Law for the politically connected: Anti-democrat and military junta-supporting Suthep Thaugsuban leads a charmed legal life, at least under the junta. He’s broken more laws than anyone could keep count of and gotten off  every  charge he’s faced (that we can recall) under the military junta he worked with and helped bring to power (or never even been charged). Having something in common with the Red Bull fugitive, he even got away with murder. But that’s not unusual in Thailand…

This time, in a case where he was accused of defaming leading members of the United Front for Democracy against Dictatorship who were standing for election, accusing them of arson and other crimes, a politicized court ruled “Suthep had not made false accusations against the three UDD leaders as alleged, and dismissed the case against him.” Thailand’s judiciary simply fails to dispense anything resembling justice when it comes to the politically-connected and powerful.

Then there’s the case of ultra-nationalist and anti-democrat Veera Somkwamkid who toddled off to the Thailand-Cambodia birder to check on casino graft. Locals blocked his visit yet PPT couldn’t help but recall that it was only about two weeks ago that The Nation reported that “[p]olice are launching a manhunt for well-known political activist Veera … after he published an opinion survey’s result on his Facebook wall, saying the majority people lack confidence in the Prayut administration.” So there he was, ath the border, surrounded by cops and troops and … well, nothing.

Law, police and military: We saved the grossest and nastiest stories. These are the reports surrounding the extrajudicial killing of Chaiyapoom Pasae, struck down with a single shot by the Army. The stories from the authorities on this case have been banal. Accused of drug dealing, being armed with a knife and a grenade, the dead boy is now accused of somehow having a gun because the police chief says Chaiyapoom could have shot officers.

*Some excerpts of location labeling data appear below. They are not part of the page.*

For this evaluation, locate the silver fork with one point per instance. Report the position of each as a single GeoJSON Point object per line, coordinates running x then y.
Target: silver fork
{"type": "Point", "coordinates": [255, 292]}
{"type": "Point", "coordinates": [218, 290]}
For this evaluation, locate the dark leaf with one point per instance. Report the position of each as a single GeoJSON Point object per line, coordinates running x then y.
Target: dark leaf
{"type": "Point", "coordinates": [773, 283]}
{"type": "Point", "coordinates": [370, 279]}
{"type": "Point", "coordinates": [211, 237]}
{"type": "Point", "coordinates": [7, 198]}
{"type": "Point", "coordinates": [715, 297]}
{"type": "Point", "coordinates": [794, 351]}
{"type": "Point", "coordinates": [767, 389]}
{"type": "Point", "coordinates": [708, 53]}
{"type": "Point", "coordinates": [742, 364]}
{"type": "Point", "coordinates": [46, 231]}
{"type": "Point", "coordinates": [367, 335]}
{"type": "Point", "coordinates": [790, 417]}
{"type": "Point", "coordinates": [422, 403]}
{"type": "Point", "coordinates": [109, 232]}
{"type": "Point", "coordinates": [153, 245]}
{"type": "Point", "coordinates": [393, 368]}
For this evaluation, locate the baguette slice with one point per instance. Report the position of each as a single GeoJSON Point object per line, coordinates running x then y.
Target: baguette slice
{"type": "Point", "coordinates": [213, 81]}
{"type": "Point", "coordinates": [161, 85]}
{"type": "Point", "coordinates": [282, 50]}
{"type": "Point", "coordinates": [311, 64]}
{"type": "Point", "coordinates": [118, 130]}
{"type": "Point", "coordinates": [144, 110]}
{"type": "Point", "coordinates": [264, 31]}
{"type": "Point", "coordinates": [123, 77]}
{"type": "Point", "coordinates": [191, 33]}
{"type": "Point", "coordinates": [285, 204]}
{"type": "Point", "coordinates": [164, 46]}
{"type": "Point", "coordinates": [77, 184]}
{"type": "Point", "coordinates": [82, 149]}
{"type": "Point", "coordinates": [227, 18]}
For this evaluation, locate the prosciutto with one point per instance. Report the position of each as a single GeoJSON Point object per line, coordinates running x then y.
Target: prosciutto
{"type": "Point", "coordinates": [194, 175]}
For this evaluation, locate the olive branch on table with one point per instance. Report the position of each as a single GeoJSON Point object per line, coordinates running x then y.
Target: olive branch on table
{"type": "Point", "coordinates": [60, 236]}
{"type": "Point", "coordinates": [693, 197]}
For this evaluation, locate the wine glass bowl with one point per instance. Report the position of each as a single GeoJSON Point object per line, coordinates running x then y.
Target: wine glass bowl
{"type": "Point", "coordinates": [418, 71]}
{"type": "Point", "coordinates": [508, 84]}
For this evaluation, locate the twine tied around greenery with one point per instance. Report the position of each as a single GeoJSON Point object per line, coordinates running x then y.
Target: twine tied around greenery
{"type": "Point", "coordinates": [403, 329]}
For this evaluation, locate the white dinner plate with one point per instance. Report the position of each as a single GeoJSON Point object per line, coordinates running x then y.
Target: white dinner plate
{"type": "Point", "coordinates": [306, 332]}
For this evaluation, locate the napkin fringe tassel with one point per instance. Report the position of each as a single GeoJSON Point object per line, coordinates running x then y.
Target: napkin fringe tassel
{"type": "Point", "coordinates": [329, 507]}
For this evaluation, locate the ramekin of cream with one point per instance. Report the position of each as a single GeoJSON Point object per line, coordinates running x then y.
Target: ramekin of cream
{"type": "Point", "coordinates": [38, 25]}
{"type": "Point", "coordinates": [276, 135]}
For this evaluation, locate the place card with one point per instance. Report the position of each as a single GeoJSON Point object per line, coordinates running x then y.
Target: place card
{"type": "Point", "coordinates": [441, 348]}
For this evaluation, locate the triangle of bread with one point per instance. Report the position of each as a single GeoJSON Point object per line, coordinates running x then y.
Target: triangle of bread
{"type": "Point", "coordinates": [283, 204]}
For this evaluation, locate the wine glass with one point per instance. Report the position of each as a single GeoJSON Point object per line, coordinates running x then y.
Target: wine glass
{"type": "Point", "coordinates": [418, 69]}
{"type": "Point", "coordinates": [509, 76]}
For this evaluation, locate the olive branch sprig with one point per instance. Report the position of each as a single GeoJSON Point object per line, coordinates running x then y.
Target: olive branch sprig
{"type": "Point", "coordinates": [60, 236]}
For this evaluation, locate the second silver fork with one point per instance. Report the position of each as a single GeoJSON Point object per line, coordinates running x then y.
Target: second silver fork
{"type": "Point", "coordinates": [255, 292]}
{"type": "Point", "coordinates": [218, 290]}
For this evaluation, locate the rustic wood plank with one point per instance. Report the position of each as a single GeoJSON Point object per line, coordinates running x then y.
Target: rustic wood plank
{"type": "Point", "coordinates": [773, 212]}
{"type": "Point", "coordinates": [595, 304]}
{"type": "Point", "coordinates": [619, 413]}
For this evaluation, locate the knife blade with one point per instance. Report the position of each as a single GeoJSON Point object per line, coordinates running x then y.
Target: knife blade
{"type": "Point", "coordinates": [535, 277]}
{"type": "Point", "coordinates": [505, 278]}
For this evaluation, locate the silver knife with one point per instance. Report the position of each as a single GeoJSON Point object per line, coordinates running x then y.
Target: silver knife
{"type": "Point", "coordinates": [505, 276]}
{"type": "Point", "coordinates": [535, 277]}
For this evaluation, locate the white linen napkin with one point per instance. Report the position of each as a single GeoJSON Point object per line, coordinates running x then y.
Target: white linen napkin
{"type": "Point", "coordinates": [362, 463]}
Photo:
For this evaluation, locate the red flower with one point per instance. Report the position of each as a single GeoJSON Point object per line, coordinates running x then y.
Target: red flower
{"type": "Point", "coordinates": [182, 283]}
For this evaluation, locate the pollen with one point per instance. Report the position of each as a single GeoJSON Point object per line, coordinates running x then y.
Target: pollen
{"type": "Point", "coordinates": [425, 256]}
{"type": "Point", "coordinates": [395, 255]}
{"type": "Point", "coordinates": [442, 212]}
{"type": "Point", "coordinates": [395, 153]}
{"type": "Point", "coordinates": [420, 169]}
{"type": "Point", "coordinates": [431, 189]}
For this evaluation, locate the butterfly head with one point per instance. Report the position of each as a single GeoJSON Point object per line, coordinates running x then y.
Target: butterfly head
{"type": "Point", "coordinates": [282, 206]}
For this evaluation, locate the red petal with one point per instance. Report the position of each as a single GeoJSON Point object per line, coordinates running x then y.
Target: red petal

A slip of the tongue perhaps, but this is what happens when the authorities manufacture excuses for their own crimes.

From Ji Ungpakorn’s blog

Convinced that the lad was a drug dealer and claiming that the CCTV footage backs up the official story, the cops refuse to release the footage because … wait for it … “the controversial evidence does not ‘answer all problems’.” In addition, “[r]eleasing the footage might lead to a mess to the investigation process and arguments among the society.”

What next?

The law has never been particularly impartial and judges have never been much good in Thailand. However, under the influence of the monarchy and under this military dictatorship the law has been ransacked, killed and buried.